Stan Dover The Pigeon Fancier.Yesterday, while working, I had occasion to speak with a lady about work-related stuff, as you would expect.
The conversation didn't remain there, however, as we got onto the subject of when I am available to meet with clients and prospective clients.
I responded that I wouldn't be able to meet tomorrow (today, Autralia Day), but I could in the evening, or on Saturday.
The lady looked astonished and asked me how was it that I would work on Australia Day. I replied that it wasn't a problem - if that's the time that suits the client and my diary is clear for it, then I'll work in with them.
So she asked when don't I work, and I told her that I don't work Christmas Day, over Easter, or on sunday mornings, because we go to church.
That is not negotiable as far as I'm concerned.
She was very pleased that I was so definite about it, and the conversation led to more general topics.
(Slow work day, can you tell?)
Because I deal with a bit of building stuff in my job, we moved onto how a former neighbour of hers had given her some grief. He'd put up pigeon coops along the fence adjoining her yard when he didn't have a permit for them. Not for just a few pigeons, but a few dozen.
She complained to the council, the council spoke to the neighbour, and nothing changed.
Well, not quite.
The neighbour wanted to change a few things and build a bit more, so this time he applied for a permit, and while it was still going through the approval process, she objected to it.
It got a bit nasty, and one time he invited her over to his place to talk about it all, and try and resolve her objections.
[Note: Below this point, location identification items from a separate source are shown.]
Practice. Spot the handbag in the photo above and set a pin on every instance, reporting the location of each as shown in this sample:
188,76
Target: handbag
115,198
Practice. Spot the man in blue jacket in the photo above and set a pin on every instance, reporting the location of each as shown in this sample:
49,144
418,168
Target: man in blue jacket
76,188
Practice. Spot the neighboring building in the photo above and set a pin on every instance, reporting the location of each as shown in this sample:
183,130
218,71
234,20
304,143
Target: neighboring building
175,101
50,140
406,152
So she went over to see him, and found herself in the front living room of his house surrounded by five blokes.
This lady is a grandmother in her sixties. She's of medium height, soft-spoken, and not inclined to give in.
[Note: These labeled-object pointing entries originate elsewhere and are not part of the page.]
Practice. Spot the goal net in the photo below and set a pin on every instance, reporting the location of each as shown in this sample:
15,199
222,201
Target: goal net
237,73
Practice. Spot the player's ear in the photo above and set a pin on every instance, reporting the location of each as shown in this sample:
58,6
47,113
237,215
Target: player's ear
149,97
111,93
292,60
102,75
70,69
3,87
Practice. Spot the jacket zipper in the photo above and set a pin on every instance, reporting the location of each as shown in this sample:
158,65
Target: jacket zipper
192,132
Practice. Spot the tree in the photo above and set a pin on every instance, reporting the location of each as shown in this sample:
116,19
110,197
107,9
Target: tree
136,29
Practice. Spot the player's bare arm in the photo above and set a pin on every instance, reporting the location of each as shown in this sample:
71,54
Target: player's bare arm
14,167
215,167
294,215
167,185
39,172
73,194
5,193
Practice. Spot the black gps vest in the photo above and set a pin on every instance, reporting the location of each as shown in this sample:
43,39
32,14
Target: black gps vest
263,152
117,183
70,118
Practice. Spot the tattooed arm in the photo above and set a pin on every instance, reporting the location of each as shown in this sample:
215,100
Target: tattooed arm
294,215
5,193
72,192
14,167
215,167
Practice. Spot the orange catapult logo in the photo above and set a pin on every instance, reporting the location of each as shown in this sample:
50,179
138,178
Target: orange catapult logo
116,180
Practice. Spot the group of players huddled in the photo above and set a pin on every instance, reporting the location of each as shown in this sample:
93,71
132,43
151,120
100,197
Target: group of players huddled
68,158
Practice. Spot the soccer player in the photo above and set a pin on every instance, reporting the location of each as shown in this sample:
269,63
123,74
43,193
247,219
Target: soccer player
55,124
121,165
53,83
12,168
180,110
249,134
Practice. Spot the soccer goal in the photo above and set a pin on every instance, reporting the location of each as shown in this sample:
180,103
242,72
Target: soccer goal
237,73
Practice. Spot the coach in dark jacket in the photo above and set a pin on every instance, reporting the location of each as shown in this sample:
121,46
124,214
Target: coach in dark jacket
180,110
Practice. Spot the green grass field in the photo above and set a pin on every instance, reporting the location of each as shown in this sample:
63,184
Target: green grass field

In the end, the neighbour moved a few streets away to a new house that he's built that looks like the Taj Mahal, as she put it.
The suburb we are talking about has a reasonable proportion of retirees, so when he was building this new place he got no objections to his applications.
I guess you wouldn't if you are a bit of a standover merchant and your new neighbours are little old war widows.
While she was relating this to me, I asked what nationality her erstwhile neighbour was.
She volunteered that he is muslim, which led the conversation into further politically incorrect territory, complete with a discussion of sura and verse 4.34 (my personal favourite), and the doctrine of taqiyya.
She was a bit iffy about Sheikh Hilaly until I pointed out that each time he opens his mouth and gets attention, more and more "anglos" get interested in finding out a bit more about islam, and muslims, and wake up to the way our society is bending over backwards to accommodate them.
She also loved the idea of Deport Hilaly tshirts.
All in all, it was a very interesting and fruitful discussion on both sides.
She left with one of my cards and a bit of paper directing her to JihadWatch, and I left feeling happy knowing that more and more skips are clueing in on the problems in our backyard.
She particularly like the idea that my copy of the quran when it's not used as reference is used as a drinks coaster.